Although [Dr. Luke’s] alleged actions were directed to Kesha, who is female, [Kesha did] not allege that [Dr. Luke] harbored animus toward women or was motivated by gender animus when he allegedly behaved violently toward Kesha. Every rape is not a gender-motivated hate crime.
Sony, though unable to break Kesha's contract with Dr. Luke, has released a comment stating they're dedicated to supporting her career. As an attorney for Sony speaking to the New York Times said in February:
Sony has made it possible for Kesha to record without any connection, involvement or interaction with Luke whatsoever, but Sony is not in a position to terminate the contractual relationship between Luke and Kesha. Sony is doing everything it can to support the artist in these circumstances, but is legally unable to terminate the contract to which it is not a party.

In October 2014, Kesha's lawyer released a statement to Billboard upon filing her lawsuit:

This lawsuit is a wholehearted effort by Kesha to regain control of her music career and her personal freedom after suffering for ten years as a victim of mental manipulation, emotional abuse and sexual assault at the hands of Dr. Luke. The facts presented in our lawsuit paint a picture of a man who is controlling and willing to commit horrible acts of abuse in an attempt to intimidate an impressionable, talented, young female artist into submission for his personal gain.

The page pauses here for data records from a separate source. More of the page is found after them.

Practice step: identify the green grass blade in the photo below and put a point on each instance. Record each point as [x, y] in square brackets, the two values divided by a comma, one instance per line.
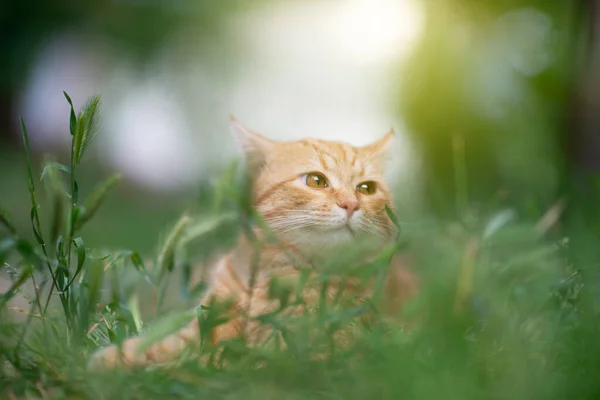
[96, 199]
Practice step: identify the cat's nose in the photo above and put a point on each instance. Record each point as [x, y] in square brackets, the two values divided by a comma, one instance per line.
[350, 206]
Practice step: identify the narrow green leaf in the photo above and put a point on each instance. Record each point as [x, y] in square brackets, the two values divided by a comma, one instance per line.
[74, 217]
[35, 225]
[56, 191]
[95, 200]
[54, 165]
[166, 257]
[78, 242]
[62, 273]
[87, 127]
[59, 247]
[164, 328]
[395, 221]
[73, 120]
[6, 245]
[75, 192]
[28, 253]
[6, 221]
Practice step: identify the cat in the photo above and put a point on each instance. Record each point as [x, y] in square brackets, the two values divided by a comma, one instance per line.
[316, 196]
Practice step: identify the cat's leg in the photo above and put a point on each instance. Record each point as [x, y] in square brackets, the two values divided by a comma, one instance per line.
[130, 353]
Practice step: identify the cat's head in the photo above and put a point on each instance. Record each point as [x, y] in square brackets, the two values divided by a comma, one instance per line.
[319, 194]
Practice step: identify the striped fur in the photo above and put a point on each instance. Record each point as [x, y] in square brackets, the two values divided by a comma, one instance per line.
[310, 224]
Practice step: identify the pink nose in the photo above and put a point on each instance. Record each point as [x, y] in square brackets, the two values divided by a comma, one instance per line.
[350, 206]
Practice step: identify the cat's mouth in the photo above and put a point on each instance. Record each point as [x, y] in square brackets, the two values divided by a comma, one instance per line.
[347, 226]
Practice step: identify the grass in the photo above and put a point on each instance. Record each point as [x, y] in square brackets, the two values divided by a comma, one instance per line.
[505, 312]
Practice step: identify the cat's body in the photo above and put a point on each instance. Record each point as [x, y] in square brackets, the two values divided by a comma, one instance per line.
[317, 196]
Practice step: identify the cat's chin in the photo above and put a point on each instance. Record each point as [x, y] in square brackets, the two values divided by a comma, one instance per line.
[330, 239]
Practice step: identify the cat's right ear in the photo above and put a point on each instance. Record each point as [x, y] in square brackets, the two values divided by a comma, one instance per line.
[254, 146]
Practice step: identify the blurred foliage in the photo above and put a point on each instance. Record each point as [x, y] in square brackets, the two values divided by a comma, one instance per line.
[139, 27]
[487, 94]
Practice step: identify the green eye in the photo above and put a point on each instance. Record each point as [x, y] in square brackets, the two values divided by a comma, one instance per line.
[367, 188]
[316, 180]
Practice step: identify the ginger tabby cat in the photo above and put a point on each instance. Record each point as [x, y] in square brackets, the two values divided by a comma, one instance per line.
[316, 196]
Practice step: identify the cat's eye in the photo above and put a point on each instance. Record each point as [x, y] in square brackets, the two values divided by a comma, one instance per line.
[367, 188]
[316, 180]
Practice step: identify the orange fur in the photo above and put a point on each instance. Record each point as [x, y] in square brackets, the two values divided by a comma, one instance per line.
[310, 222]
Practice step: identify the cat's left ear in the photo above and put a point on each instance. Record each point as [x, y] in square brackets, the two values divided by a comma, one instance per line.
[254, 146]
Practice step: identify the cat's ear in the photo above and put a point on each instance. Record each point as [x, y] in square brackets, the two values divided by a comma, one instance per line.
[254, 146]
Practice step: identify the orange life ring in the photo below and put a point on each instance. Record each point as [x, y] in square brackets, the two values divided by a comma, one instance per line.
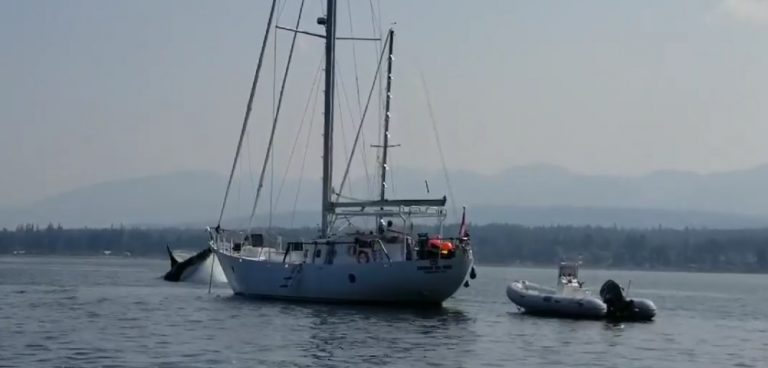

Kesha is focused on moving her life and her career beyond this terrible time.

Additionally, on April 3, Dr. Luke's spokesperson released a statement acknowledging the allegations to Rolling Stone.

The Court repeatedly stated Kesha is already free to record without Dr. Luke, and that she had not presented any facts supporting her claims. That's because all the evidence — including Kesha's own videotaped sworn testimony — show her allegations are false. The only thing Kesha is not free to do is to continue to lie about Dr. Luke through publicity stunts and outrageous smears, ignoring the fact that by her own free will she went to work and entered into new contracts with Dr. Luke years after this "incident" supposedly happened. Her goal all along has been solely personal enrichment by seeking to break contracts that brought her success and millions so she can enter into more lucrative ones. We look forward to our day in court holding Kesha accountable for her lies.